This article is part of the WorkLife Bookshelf series, which features interviews with authors of recently-published, notable books tackling topics relevant to future of work trends.
Robert Jordan and Olivia Wagner are matchmakers. But instead of introducing romantic partners, they find the best match between a leader and a company.
The duo co-founded and run InterimExecs, a Chicago-based executive search firm in 2010, and over the years, have interviewed thousands of C-suite executives, weeding out the excellent from the mediocre, and over time, patterns emerged. Certain executives excel when a crisis needs to be solved. Others are particularly skilled at growing new businesses to scale globally.
Jordan and Wagner devote their recently published book Right Leader, Right Time to the four styles of leaders they’ve identified: fixer, artist, builder and strategist.
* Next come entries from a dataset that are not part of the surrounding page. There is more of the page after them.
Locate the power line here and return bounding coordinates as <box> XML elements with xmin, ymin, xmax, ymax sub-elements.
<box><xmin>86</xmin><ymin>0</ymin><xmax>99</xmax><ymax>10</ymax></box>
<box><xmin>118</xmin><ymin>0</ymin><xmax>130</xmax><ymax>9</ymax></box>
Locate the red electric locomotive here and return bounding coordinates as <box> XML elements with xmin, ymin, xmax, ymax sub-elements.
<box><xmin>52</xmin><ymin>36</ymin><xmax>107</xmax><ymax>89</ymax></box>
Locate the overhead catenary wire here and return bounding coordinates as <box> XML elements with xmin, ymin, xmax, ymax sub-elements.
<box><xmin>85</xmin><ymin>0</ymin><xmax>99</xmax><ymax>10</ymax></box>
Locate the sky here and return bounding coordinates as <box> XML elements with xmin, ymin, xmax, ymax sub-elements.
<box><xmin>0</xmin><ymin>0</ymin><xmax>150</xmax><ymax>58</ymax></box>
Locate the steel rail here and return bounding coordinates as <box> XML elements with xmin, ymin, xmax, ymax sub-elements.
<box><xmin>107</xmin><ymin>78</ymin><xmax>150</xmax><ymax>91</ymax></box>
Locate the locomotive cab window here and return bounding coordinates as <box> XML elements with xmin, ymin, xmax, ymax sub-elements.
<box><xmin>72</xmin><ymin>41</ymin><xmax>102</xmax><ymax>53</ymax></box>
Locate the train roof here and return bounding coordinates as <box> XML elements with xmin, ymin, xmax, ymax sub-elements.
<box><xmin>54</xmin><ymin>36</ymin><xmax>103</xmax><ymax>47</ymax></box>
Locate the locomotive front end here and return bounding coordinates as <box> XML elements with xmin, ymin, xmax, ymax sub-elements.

It’s filled with interviews from the world’s top executives sharing anecdotes about how they approach challenges, personal history and failures and successes.
Each section ends with a list of adjectives that describes a leadership style. And while there’s a fun parlor game to be played — am I an artist or a strategist? — the goal is to help readers at all management levels “discover how to magnify your strengths as a leader so you can be more effective in your career and the companies you lead.”
WorkLife spoke with Jordan to find out more.
You identify four types of leaders in the book. What are the attributes of each?
All great leaders are a combination of fixer, artist, builder and strategist. But there are things that distinguish each. The thing that distinguishes the fixer is they are at their best moving from crisis to crisis. It’s like an adrenaline high and they have to keep doing it. Maybe it’s the same organization, maybe it’s different ones, but that is how they express themselves.
The artist uses the world as a blank canvas, or the piece of clay that has to be molded. There may already be a picture there, but they’re going to redo it. Steve Jobs and Elon Musk are examples. The artist appears as the outsider, the renegade, the odd ball. They’re not necessarily the most lovable one in the organization, nor do they want to be.
The builder is a bit like a fixer in terms of their repeat mentality, which is, how do you set up systems and structures built to the point of scale? Builders tend to get bored or uncomfortable once the skill has been achieved. You see this when companies go public and the founder leaves to start something else.
The strategist’s mantra is alignment, mission and purpose.
Volodymyr Zelensky, the president of Ukraine, is being described as the Winston Churchill of his time. How do you categorize Zelensky?
Zelensky is an example of a fixer. He volunteered to run into a burning building.
He chose to stay in Ukraine and he used himself physically as an example for his country. He wasn’t going to run. I think that’s incredible. I would have said by his background, he’s an artist leader, the guy trained as an actor, for God’s sakes. But he’s exemplifying fixer.
Are leaders born or are they made?
Artists tend to be a compelled form of leadership. They pursue their ideas, sometimes even to their peril. Some of the others, fixers for example, fell into it. In operational leadership and companies, most fixers didn’t stand out until somebody said, ‘Hey, we have a problem here.’ And they solved the problem and it became like a drug. They were hooked.
The classic fixer is, you put out the fire, and you need another fire. One of the guys we interviewed, Jim Dolan, said something interesting that I hadn’t even prompted. He said, ‘If I put a fixer into one of my companies and it’s not broken, he’ll break it so he can fix it.’ So I started asking fixers if that was true. They were like, ‘Well, so what? I may be breaking it but I can make it better.’
Howard Schultz is back for his third go-around as CEO of Starbucks, the company he founded. Does it make him a fixer that every time the company is in trouble he returns?
I don’t know him personally, but he appears to be a fixer in repeat form. He keeps coming in to save Starbucks. If you are placing bets, it’s a really good bet that he is going to make make improvements again at Starbucks. He took the action of a fixer when he suspended stock buybacks. A less bold strategist probably wouldn’t have wanted to take on Wall Street as much. It’s interesting to see how he’s so successful at leading the business but was so off base when he started a campaign to run for president.
Fair point. What lesson can we take from that experience?
That is one of the key errors most leaders make in their careers, which is this attitude that I did one thing well, therefore I can do anything. And it’s just not true.